More recently, different geometries of LOC have been implemented in order to realize automated devices to optically manipulate and analyse single cells with high-throughput so as to achieve statistically significant results. The trapping geometry based on two counter-propagating and non-focused laser beams has been extensively used to optically trap single particles and cells [32,33]. This dual beam laser trap is specifically suited for manipulating objects in a microfluidic environment: the laser beams, perpendicular to a microchannel, can be exploited to attract single cells from a flowing sample and hold them in place during analyses, such as imaging for size, morphology and structure inspection [34], or fluorescence and Raman spectroscopy [35]. As in the single beam case, the optical forces acting in this configuration can be divided in scattering and gradient force components.
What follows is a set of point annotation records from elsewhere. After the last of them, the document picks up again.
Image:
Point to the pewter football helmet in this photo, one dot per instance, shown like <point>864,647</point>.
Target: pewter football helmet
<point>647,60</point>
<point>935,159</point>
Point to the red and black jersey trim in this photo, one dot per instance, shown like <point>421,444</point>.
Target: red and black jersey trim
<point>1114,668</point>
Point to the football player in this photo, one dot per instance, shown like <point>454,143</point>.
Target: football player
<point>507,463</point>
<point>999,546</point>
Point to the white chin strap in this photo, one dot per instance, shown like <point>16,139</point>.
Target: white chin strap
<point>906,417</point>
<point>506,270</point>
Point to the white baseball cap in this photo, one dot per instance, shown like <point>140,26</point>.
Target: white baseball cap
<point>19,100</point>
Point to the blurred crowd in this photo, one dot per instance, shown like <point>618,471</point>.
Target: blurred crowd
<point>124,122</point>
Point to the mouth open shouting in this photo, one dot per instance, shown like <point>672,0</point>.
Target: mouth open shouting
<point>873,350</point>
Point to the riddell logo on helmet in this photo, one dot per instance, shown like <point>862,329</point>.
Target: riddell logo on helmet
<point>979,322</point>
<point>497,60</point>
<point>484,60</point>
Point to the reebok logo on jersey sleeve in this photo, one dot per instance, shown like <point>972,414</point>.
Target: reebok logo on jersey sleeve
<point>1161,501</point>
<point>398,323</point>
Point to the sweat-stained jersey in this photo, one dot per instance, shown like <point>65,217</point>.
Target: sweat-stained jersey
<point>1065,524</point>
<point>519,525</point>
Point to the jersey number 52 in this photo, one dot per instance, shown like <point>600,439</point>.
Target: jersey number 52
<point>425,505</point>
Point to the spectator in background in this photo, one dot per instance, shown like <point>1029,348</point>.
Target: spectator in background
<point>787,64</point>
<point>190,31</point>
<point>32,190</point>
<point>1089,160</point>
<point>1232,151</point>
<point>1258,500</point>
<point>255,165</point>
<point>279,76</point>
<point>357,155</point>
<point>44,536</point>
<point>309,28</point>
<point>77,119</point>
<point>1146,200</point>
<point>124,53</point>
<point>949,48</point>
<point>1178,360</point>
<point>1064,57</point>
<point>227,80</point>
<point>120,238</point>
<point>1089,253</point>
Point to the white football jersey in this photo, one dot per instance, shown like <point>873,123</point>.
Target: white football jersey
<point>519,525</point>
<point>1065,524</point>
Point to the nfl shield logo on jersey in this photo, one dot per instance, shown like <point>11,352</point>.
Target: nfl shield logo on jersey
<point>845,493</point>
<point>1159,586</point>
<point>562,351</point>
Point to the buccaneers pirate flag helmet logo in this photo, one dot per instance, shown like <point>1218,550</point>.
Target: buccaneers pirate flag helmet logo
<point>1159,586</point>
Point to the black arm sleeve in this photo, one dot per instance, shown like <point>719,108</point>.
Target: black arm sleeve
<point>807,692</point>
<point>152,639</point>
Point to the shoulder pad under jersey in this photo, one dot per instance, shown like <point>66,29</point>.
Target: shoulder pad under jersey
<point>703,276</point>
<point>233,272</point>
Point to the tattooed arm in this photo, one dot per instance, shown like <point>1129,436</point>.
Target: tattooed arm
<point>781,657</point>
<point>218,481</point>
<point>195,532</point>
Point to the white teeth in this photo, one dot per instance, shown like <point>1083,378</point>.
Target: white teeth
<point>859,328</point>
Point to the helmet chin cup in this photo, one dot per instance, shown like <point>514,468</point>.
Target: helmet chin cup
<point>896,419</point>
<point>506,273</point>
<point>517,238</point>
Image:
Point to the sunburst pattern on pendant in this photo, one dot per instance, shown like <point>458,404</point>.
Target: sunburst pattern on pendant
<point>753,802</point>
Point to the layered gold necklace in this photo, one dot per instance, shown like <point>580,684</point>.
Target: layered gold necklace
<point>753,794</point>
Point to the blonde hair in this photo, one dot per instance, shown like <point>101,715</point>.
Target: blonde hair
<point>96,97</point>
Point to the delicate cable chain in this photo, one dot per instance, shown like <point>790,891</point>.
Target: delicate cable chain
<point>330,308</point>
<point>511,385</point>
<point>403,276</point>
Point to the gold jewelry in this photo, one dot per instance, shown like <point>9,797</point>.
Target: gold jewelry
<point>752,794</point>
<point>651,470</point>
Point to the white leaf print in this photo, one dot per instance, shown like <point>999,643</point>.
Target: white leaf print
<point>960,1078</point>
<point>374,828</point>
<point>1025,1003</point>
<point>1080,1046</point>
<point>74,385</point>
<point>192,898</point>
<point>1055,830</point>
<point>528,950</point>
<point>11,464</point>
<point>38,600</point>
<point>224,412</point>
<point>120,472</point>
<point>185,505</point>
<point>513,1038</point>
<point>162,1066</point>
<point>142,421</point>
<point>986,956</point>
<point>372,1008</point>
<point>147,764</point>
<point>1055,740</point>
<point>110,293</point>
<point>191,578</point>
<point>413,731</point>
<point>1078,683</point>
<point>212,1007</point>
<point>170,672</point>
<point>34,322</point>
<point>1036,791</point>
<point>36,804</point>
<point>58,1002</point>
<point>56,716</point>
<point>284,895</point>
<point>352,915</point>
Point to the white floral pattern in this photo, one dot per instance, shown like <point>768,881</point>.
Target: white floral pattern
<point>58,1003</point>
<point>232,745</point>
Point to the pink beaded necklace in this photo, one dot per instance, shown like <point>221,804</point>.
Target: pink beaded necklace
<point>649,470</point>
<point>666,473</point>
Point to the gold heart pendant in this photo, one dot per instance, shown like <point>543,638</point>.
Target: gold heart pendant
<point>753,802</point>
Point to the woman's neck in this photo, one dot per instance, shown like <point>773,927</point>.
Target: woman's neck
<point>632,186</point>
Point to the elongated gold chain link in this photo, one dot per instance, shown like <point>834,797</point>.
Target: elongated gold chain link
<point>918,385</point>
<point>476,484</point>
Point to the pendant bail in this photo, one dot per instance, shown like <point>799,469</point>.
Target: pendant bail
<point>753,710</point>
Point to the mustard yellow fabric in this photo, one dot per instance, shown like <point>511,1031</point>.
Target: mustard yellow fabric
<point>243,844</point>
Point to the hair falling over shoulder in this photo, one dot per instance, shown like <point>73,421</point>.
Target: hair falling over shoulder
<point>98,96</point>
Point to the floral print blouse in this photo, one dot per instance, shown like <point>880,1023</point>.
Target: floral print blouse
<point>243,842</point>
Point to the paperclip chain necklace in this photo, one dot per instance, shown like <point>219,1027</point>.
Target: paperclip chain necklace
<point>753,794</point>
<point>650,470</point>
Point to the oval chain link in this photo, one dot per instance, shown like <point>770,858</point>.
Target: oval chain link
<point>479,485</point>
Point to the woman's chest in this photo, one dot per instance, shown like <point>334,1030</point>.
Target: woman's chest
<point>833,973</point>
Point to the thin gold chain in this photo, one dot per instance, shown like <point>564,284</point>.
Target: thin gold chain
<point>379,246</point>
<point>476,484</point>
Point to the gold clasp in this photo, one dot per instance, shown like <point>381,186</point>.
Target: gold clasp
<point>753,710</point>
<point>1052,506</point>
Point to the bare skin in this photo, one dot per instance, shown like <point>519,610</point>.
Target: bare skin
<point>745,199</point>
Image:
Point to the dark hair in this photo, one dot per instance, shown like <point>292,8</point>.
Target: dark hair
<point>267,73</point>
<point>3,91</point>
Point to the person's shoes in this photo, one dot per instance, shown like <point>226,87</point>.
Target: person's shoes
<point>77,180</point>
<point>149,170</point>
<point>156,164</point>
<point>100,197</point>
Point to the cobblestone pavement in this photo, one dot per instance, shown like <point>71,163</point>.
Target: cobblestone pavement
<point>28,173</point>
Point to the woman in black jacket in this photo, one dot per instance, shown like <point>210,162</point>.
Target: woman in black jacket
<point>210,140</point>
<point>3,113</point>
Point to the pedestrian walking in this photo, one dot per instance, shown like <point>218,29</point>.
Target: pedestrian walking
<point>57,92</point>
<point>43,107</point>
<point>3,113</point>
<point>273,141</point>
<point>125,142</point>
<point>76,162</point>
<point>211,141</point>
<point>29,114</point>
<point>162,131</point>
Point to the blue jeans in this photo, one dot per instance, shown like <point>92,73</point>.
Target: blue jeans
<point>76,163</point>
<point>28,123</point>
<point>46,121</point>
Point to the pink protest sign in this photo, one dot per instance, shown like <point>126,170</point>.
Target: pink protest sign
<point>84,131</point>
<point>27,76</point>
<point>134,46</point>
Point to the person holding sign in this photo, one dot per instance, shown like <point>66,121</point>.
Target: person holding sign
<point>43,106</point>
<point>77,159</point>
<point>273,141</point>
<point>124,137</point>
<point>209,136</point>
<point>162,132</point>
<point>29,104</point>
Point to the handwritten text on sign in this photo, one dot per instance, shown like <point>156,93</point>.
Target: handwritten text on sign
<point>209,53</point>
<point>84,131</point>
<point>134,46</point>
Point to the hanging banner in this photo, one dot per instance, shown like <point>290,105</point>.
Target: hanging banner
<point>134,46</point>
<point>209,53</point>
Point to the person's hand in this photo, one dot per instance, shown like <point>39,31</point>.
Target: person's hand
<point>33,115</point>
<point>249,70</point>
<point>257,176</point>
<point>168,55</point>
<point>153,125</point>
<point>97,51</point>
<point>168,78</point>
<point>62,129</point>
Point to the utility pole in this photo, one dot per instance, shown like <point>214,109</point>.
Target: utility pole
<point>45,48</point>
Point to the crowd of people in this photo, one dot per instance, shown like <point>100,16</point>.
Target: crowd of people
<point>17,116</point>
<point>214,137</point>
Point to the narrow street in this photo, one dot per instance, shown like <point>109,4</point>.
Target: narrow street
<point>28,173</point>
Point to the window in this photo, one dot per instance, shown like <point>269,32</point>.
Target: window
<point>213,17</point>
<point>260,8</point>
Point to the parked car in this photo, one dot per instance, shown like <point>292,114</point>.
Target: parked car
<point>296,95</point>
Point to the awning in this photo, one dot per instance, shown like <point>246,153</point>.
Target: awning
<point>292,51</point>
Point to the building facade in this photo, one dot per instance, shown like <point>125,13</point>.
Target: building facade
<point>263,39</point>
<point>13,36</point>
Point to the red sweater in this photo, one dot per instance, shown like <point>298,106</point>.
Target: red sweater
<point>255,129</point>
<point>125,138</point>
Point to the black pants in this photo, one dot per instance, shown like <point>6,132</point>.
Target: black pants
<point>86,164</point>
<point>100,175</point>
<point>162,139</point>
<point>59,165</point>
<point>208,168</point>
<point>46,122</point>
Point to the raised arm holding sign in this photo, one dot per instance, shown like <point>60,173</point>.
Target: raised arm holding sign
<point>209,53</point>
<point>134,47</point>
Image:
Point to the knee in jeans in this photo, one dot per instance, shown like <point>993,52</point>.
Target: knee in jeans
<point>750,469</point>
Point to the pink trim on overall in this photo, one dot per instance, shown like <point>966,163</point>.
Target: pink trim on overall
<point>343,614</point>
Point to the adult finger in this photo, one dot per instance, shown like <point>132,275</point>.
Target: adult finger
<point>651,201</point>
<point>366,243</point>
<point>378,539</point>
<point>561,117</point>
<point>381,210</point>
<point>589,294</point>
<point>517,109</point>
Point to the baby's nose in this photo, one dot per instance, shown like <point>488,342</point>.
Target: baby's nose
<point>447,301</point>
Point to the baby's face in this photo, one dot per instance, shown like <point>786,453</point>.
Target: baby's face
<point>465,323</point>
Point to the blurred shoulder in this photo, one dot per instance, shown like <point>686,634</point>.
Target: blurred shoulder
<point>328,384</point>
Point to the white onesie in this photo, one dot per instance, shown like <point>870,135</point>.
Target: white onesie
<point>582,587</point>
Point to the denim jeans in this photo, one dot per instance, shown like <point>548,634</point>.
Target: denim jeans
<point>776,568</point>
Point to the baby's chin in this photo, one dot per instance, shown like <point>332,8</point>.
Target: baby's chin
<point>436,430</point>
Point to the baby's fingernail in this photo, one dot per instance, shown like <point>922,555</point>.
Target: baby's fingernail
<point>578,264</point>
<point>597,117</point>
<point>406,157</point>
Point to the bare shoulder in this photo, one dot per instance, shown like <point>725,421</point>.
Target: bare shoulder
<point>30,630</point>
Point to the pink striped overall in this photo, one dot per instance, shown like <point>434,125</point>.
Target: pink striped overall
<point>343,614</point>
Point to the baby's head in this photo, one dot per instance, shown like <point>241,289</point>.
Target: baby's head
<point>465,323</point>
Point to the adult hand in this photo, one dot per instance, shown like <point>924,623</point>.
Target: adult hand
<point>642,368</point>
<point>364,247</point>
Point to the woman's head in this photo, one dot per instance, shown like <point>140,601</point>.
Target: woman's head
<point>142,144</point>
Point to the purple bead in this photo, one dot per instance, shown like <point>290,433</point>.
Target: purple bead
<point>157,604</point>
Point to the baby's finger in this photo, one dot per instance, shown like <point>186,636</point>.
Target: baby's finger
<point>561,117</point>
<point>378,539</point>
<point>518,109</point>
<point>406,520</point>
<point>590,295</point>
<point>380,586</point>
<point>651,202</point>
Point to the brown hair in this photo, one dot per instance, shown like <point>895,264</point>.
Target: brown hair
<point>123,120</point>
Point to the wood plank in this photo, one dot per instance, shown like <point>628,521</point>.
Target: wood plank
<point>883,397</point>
However, the particle will not be blocked, since the beam is not focused, but it will be pushed along the beam propagation direction, remaining in the maximum beam intensity region. Anyway, if the optical power of the two facing beams is balanced, the cell is stably trapped in the middle. In comparison to single beam optical tweezers, here, trapping is completely decoupled from the imaging optics and laser light intensities in the trapping region are two orders of magnitude lower. This is extremely important when cell viability has to be preserved to perform subsequent biochemical analysis. Non-focused laser traps have been exploited for the implementation of the optical stretching technique that allows for a reliable evaluation of single cells mechanical properties [36]. When the trapping optical power is increased a cell elongation is induced along the laser beam axis; by correlating the applied optical forces to the cell deformation the elastic modulus of the sample can be thus retrieved [37].
Optical forces can be exploited to manipulate objects even without directly impinging on them by exploiting evanescent waves that can be generated in correspondence to the interface between two media. This method can be particularly efficient when particles much smaller than the wavelength have to be trapped. The effects of evanescent waves were first investigated by Kawata and Sugiura [38]. They found that the particles were held on or close to the totally-internally-reflecting surface, and were transported along the surface by the transfer of momentum due to their scattered light. Since this first demonstration, many examples of particle manipulation through evanescent waves have been presented exploiting different optical elements as waveguides, optical resonators, or plasmonic structures.
Independently from the optical manipulation method, the integration of optical traps in microfluidic environment allowed for obtaining microsystems capable of performing optical manipulation of single cells, as fluorescence analysis, mechanical probing, sorting, and collection, without damaging biological samples under investigations. In this paper we review significant examples of microfluidic devices exploiting optical forces to manipulate cells or particle: methods as single or dual beam laser trap and evanescent wave for optical manipulation are reported.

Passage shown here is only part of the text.